Academic journal article Mosaic (Winnipeg)

Love, Life, Death, and Survival

Academic journal article Mosaic (Winnipeg)

Love, Life, Death, and Survival

Article excerpt

You are living in symbiosis with the disease. Go away and continue to do so.

--Gillian Rose, Love's Work

In the course of a long period of reflection on the death of a love, I read, simultaneously, two extraordinary texts by philosophers dying of cancer: Gillian Rose's memoir, Love's Work, and Jacques Derrida's last interview, Learning to Live Finally. These texts could only come from the dying; more manifesto than meditation, they rail against what Derrida calls the rapidly shrinking period of deferral. There is a raw urgency to their pronouncements, and a refusal of what Rose calls "repose." Life is lived in the theatre of the agon, in revel, on the edge, as love is also lived. For neither life nor love are exceptional, Rose writes; "To live, to love, is to be failed" and, she adds, "If I am to stay alive, I am bound to continue to get love wrong, all the time, but not to cease wooing, for that is my life affair, love's work" (105-06, emph. Rose's). We find Derrida's version of the agon in his famous line: "I am at war with myself" (Derrida and Birnbaum 46). And so Rose remains faithful to the epigraph of her bold memoir--"Keep your mind in hell, and despair not"--and Derrida follows close behind--"I have never learned [...] to accept death" (24).

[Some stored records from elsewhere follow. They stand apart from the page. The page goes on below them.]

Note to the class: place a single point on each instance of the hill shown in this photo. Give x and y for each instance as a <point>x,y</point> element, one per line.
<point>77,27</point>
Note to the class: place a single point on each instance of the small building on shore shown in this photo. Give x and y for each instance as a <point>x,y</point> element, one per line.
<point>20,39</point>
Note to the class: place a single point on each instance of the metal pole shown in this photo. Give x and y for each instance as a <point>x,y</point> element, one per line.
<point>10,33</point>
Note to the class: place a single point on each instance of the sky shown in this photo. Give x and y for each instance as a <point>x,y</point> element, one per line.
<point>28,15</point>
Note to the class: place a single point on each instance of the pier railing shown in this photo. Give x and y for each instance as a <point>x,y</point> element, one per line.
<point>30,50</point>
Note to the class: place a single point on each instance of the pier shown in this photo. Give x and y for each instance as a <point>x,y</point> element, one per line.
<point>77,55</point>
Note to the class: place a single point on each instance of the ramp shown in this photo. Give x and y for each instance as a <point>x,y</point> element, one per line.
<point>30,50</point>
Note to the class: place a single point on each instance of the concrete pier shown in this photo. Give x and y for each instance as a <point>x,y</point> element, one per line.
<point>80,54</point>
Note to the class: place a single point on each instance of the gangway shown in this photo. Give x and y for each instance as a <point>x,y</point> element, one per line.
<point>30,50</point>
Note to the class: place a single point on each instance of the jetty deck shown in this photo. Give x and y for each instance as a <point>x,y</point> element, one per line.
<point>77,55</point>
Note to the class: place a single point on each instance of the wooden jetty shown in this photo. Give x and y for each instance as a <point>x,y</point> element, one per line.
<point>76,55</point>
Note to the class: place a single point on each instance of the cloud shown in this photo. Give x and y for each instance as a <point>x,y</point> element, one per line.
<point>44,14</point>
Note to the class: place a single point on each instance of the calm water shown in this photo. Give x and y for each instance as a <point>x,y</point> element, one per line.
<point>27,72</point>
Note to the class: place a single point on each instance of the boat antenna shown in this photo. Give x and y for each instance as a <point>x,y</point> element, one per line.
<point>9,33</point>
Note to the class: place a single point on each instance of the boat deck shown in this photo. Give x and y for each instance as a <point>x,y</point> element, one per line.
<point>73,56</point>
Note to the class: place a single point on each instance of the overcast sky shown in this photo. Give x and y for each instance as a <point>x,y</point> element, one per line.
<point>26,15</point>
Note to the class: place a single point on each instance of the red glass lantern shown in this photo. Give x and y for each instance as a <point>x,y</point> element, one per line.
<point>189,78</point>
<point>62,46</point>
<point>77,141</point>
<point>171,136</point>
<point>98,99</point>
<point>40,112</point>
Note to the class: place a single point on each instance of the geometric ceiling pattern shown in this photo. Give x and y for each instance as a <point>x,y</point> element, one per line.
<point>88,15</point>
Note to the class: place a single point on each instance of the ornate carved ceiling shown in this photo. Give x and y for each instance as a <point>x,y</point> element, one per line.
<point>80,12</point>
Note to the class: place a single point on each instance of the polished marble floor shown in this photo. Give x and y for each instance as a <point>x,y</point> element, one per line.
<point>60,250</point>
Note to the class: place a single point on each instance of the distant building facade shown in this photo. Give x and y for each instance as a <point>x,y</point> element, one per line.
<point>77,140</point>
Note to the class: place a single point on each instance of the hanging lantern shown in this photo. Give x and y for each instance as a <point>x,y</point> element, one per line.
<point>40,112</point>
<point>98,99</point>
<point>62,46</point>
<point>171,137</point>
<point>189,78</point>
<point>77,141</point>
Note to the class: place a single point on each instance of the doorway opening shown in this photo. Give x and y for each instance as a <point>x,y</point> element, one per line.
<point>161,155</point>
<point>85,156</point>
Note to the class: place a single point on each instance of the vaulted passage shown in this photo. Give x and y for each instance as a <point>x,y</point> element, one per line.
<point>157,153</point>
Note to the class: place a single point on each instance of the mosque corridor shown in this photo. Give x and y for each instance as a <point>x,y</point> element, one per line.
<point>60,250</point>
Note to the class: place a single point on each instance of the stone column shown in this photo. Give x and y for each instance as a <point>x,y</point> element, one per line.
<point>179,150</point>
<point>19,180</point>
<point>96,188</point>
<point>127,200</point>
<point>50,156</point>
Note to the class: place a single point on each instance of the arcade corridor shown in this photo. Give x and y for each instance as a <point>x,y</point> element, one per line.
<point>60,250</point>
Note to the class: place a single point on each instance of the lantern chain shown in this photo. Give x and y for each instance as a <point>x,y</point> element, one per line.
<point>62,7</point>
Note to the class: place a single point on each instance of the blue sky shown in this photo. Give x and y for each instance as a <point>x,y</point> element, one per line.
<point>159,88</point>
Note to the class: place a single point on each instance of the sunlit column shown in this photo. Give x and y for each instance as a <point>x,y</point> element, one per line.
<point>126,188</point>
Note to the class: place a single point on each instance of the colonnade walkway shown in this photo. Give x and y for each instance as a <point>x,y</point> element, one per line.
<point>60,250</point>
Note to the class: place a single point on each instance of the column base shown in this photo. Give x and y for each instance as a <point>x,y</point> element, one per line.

I have returned to these protests against limits again and again while thinking of my own experience of dying love, at war with myself and with the embattled psyche of another. I both acknowledged and denied that this death was approaching and that I would have to survive it. It was a period of the most intense loving and living that I had ever known, as I anticipated this ending with apprehension, fearing, above all, the abyss of loneliness and loss, of the absence I knew I would feel keenly. I will reflect here on survival, in the doubled meaning that the German terms fortleben and uberleben provide: as living-on and living-through. That is, living-on in what remains, consoled by life beyond death (or life over-life, as sur-vie implies), as opposed to living-through or enduring. Survival as endurance (uberleben) essentially refuses the consolation of survival as living beyond (fortleben), as Rose and Derrida will show us. (1)

Derrida's last interview was printed in Le monde on August 19, 2004, some two months before he died of cancer. In answer to his interviewer's question he emphatically states that no, he has not learned how to live, for learning how to live means learning how to die--to acknowledge and accept absolute mortality without resurrection or redemption. "I have never learned [...] to accept death" (Derrida and Birnbaum 24), Derrida protests, and "I remain uneducable when it comes to [...] knowing-how-to-die" (25). He believes in the truth of this relation between taking death into account and learning to live, but he cannot resign himself to it because it would mean rejecting what he loves (24).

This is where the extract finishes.